A former Executive Director of CSFB and Lehman Brothers, the trainer spent seventeen years working as an investment banker in Europe and the US.  After graduating from the London School of Economics with a degree in Economics, she joined Kleinwort Benson Ltd as a graduate trainee. She worked initially on analysing, structuring and investing in US LBOs and MBOs and also US high yield debt. Thereafter she worked in Kleinwort Benson’s European corporate finance department, gaining experience of IPOs, mergers, acquisitions, disposals and corporate restructurings, with particular focus on receivership and bankruptcy situations.  She then moved to CSFB’s fixed income department as the lead European corporate credit analyst, covering new issues and secondary trading and advising clients on their fixed income portfolios. She was then head-hunted to go to Lehman Brothers as lead corporate credit analyst. She specialised in high-grade and cross-over telecoms, including new issuance and advising proprietary traders and fund management clients on their investments. She has also worked as an expert witness on financial trials and as an advisor on private equity transactions.

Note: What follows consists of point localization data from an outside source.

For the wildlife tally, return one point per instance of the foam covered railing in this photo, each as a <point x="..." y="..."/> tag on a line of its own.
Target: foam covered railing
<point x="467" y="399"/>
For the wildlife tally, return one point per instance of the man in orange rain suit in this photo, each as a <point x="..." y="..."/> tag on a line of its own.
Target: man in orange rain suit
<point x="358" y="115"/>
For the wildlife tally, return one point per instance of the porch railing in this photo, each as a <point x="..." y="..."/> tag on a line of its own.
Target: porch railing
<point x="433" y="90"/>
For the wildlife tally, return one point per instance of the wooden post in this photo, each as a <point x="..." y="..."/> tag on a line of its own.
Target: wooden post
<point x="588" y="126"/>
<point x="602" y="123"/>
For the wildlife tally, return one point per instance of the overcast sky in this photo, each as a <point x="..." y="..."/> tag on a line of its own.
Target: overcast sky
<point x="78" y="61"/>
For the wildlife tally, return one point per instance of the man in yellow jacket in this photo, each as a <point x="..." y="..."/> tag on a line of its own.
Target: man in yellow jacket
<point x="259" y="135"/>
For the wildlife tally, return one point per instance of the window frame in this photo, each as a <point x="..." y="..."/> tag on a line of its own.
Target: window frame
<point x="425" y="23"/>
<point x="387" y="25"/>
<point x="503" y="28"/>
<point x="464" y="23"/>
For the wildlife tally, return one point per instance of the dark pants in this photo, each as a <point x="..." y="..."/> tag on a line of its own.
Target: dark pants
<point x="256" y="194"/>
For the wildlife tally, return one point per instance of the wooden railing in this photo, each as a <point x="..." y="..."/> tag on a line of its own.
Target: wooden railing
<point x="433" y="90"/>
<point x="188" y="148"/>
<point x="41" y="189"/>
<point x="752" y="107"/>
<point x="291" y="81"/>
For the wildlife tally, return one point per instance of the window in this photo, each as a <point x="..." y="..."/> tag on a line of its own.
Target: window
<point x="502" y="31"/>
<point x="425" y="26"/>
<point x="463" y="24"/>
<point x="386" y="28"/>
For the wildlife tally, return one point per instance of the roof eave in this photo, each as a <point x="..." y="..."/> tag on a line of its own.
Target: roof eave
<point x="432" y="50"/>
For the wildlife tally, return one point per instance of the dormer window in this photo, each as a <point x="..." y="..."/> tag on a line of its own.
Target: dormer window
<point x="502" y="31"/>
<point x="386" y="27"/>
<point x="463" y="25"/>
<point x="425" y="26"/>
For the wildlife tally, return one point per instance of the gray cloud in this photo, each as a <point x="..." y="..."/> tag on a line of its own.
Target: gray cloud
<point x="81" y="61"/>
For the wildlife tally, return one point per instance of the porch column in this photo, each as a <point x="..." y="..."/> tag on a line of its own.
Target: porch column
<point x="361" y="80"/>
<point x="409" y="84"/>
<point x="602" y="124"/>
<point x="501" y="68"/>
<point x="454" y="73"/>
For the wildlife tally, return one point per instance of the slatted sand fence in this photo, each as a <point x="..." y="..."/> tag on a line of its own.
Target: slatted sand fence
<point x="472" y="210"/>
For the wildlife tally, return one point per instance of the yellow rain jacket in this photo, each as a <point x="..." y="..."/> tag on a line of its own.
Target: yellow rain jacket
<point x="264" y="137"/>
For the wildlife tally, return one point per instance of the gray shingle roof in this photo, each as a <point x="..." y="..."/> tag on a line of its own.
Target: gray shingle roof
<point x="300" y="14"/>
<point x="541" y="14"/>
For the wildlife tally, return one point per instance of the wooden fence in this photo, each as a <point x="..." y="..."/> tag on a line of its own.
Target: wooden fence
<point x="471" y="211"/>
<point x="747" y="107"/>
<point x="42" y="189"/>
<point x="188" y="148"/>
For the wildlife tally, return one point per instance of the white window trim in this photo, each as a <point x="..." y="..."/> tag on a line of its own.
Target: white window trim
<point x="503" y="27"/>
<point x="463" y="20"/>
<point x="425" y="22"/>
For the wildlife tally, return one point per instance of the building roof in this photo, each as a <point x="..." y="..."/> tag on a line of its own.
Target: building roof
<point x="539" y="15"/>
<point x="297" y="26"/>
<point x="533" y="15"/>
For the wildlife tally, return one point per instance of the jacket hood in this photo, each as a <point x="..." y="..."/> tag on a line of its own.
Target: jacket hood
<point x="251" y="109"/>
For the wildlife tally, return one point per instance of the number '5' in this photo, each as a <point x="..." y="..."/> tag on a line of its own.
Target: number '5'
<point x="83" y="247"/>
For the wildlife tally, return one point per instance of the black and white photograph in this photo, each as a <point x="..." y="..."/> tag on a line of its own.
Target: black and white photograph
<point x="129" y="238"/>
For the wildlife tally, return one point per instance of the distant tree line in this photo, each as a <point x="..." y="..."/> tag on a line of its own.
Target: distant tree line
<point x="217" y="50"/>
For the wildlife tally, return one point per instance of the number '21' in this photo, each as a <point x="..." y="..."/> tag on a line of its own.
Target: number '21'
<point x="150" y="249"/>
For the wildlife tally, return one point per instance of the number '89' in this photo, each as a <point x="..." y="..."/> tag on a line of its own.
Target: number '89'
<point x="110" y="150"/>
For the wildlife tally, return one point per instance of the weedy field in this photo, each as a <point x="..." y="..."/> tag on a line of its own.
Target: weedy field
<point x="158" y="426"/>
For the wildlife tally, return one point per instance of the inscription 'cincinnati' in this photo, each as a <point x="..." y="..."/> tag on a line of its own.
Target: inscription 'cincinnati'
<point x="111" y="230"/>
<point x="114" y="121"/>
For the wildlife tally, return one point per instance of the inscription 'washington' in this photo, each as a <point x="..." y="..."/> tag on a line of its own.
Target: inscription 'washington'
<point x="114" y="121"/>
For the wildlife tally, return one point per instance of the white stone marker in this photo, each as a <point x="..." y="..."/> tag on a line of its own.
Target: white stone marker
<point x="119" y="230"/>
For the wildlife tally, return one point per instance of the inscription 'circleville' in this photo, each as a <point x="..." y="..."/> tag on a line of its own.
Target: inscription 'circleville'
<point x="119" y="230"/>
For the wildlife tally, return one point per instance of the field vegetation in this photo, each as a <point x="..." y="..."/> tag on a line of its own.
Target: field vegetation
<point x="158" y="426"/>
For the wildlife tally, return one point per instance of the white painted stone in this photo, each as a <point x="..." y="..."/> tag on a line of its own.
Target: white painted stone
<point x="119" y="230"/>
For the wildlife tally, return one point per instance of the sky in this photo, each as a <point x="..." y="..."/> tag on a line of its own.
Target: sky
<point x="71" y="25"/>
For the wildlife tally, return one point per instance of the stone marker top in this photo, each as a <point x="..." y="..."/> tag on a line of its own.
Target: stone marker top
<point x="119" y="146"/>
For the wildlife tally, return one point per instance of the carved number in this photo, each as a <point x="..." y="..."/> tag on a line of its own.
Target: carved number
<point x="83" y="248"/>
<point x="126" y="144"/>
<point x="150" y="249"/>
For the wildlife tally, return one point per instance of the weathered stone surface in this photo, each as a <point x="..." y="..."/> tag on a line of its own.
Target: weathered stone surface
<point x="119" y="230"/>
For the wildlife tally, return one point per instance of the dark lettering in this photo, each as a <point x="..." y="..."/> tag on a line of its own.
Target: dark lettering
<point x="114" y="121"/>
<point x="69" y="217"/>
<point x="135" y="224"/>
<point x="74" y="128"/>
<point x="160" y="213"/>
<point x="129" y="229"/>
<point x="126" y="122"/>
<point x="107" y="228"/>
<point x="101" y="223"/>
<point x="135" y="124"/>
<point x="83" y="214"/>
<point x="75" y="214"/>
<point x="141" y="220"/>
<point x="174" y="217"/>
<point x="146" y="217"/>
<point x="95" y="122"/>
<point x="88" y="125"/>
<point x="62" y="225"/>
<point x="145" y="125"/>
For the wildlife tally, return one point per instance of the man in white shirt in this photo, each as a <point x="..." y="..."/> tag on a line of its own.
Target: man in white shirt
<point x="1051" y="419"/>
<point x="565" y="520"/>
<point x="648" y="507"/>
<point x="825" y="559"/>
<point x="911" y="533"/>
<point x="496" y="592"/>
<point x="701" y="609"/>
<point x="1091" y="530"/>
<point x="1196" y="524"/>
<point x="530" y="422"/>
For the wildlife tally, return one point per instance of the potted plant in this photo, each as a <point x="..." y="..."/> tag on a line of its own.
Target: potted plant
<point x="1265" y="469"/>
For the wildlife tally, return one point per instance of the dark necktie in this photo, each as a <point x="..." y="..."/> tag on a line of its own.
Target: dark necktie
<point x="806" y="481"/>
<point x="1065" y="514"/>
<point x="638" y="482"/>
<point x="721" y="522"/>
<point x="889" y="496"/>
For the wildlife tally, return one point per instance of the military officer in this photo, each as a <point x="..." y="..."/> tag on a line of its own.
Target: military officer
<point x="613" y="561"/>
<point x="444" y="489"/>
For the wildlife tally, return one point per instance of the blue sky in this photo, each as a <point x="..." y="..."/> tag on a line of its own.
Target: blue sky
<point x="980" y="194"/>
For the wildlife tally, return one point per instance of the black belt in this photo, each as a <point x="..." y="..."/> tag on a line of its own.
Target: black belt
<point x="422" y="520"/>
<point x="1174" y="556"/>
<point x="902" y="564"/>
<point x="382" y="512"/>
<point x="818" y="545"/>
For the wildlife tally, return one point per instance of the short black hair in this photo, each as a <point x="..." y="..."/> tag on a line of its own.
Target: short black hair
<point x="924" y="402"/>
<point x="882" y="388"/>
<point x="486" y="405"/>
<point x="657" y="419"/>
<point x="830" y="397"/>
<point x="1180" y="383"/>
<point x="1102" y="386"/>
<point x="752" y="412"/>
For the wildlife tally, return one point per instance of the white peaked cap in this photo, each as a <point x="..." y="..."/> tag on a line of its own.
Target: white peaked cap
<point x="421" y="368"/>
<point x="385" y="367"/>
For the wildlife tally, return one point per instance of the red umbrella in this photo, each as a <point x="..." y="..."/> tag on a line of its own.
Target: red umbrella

This corporate credit analysis course aims to teach delegates how to identify and assess the early warning signs that may indicate that a group’s credit profile is set to deteriorate, possibly to the extent of becoming distressed credits. We focus on warning signs that may be outside the borrower’s control, including sovereign, geo-political, macro-economic, ESG, regulatory and sector-based signs. We also focus on early warning signs that are particular to the borrower, including a detailed corporate credit analysis of the group’s historical financial statements and notes and of any available forecasts. We calculate and analyse key credit ratios to help assess the degree of a firm’s deterioration in its operating and cashflow generation performance. We also use ratio analysis and subjective assessments to determine the firm’s liquidity, financial strength and financial flexibility. We also focus on non-financial early warning signs, including management, financial policy and strategy, operating and investment strategy, M&A and disposal strategy, record of innovation and re-action to a changing environment, competitive responses and its record of risk management.